Writing dict in uns with many keys is slow
Please make sure these conditions are met
- [X] I have checked that this issue has not already been reported.
- [X] I have confirmed this bug exists on the latest version of anndata.
- [ ] (optional) I have confirmed this bug exists on the master branch of anndata.
Report
Code:
import anndata
import numpy as np
adata = anndata.AnnData()
adata.uns["x"] = {str(i): np.array(str(i), dtype="object") for i in range(20000)}
# %%time
adata.write_h5ad("/tmp/anndata.h5ad")
# %%time
anndata.read_h5ad("/tmp/anndata.h5ad")
On my machine, this takes 7s to write and 4s to load for a dictionary with only 20k elements. How hard would it be to make this (significantly) faster?
Additional context
In scirpy, I use dicts of arrays (one index referring to $n$ cells) to store clonotype clusters. The dictionary is not (necessarily) aligned to one of the axes, therefore it's in uns. As we sped up the clonotype clustering steps, saving the object becomes a major bottleneck, as this dict can have several hundreds of thousands of keys.

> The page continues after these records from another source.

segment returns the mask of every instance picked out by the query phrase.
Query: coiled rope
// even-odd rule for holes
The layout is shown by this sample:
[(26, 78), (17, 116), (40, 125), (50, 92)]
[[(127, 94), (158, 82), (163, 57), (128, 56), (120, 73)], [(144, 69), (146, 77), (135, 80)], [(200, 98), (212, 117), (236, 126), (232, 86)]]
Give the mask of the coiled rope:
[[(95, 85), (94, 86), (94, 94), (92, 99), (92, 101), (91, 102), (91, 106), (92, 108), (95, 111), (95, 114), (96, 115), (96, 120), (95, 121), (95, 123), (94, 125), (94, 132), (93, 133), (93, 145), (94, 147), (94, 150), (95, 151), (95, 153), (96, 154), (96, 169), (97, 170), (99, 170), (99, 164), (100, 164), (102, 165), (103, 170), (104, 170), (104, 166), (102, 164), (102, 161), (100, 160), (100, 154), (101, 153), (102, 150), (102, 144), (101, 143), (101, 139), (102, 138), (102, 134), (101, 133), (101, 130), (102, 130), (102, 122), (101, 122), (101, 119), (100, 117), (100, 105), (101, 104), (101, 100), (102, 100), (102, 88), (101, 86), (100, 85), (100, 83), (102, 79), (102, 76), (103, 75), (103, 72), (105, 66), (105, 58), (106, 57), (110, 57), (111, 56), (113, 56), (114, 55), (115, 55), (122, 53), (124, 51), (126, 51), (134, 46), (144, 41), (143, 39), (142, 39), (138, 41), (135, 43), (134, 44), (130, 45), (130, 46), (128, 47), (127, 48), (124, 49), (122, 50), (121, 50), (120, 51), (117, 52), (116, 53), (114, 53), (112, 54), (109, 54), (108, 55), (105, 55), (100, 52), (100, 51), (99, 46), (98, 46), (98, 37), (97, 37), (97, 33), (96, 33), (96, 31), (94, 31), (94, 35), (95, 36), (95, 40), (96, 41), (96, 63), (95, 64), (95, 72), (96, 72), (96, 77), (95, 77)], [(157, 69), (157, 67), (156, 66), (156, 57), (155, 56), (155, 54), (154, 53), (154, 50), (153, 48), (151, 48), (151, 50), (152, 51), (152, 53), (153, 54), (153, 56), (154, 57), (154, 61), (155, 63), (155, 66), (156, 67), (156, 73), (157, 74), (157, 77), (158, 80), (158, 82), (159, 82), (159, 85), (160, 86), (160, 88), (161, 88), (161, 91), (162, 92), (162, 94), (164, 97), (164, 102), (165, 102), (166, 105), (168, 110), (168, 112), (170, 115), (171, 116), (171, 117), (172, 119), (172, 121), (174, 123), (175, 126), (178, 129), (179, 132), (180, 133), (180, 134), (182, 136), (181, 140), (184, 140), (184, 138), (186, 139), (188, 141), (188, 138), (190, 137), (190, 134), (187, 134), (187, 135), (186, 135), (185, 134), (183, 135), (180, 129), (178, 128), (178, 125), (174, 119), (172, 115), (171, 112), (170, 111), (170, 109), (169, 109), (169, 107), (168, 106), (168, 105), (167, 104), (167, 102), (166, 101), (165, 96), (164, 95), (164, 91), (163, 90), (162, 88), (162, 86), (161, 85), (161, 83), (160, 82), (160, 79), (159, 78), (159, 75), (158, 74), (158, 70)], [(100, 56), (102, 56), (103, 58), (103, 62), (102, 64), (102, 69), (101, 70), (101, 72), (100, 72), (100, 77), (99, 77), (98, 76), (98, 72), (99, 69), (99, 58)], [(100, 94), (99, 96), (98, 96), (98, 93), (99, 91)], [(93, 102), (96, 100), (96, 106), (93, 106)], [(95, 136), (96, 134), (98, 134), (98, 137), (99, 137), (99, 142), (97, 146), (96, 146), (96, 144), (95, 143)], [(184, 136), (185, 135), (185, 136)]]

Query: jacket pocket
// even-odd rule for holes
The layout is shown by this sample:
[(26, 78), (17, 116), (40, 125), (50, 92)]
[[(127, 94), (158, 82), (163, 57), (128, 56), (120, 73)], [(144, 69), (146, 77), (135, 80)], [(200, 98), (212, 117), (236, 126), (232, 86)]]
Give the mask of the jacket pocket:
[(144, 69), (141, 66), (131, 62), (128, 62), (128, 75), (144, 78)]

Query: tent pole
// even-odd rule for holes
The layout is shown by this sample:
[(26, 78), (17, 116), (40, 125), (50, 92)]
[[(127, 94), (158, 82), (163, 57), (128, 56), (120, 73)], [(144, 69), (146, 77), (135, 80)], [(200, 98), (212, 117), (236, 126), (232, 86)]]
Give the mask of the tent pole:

We could possibly change the dictionary to something more efficient, but that would mean breaking our data format. Therefore I first wanted to check if it can be made faster on the anndata side.
CC @felixpetschko
Versions
-----
anndata 0.9.2
numpy 1.24.4
session_info 1.0.0
-----
asciitree NA
asttokens NA
awkward 2.6.4
awkward_cpp NA
backcall 0.2.0
cloudpickle 2.2.1
comm 0.1.4
cython_runtime NA
dask 2023.8.1
dateutil 2.8.2
debugpy 1.6.8
decorator 5.1.1
entrypoints 0.4
executing 1.2.0
fasteners 0.18
fsspec 2023.6.0
h5py 3.9.0
importlib_metadata NA
ipykernel 6.25.0
jedi 0.19.0
...
Python 3.10.12 | packaged by conda-forge | (main, Jun 23 2023, 22:40:32) [GCC 12.3.0]
Linux-6.10.5-arch1-1-x86_64-with-glibc2.40
-----
Session information updated at 2024-09-21 14:49
Hmmm @Gregor Sturm I would suspect the issue is that we recursively write the keys' values as their native data type, which means you end up creating thousands of zarr/hdf5 arrays. I'm not really sure we can do much about that at the moment. But with the coming zarr v3 we might in theory be able to do this in parallel, which would be a big boost. So I think we should wait for that: https://github.com/scverse/anndata/pull/1726 will be a first step just to getting things working.
I'm not sure the async/parallel zarr stuff works with v2, but I think it does.
Thanks for your response! I think we'll just adapt our data format to be more efficient in that case. Feel free to close.
This issue has been automatically marked as stale because it has not had recent activity. Please add a comment if you want to keep the issue open. Thank you for your contributions!
@grst I had a recent experience with python threadpools speeding up zarr by 2X, but not hdf5. I think hdf5 is already multithreaded under the hood, but if you want to experiment with that, it could be helpful. I may also take a whack at it. The idea would be to have a thread-per-elem-write.
File I/O is not subject to the GIL so in theory, this idea could help somewhat especially if you're not compressing.
I don't think that speedups in the order of 2x would get us far. We now anyway adopted a workaround that gave use >100x speedup.
This issue has been automatically marked as stale because it has not had recent activity. Please add a comment if you want to keep the issue open. Thank you for your contributions!
This issue has been automatically marked as stale because it has not had recent activity. Please add a comment if you want to keep the issue open. Thank you for your contributions!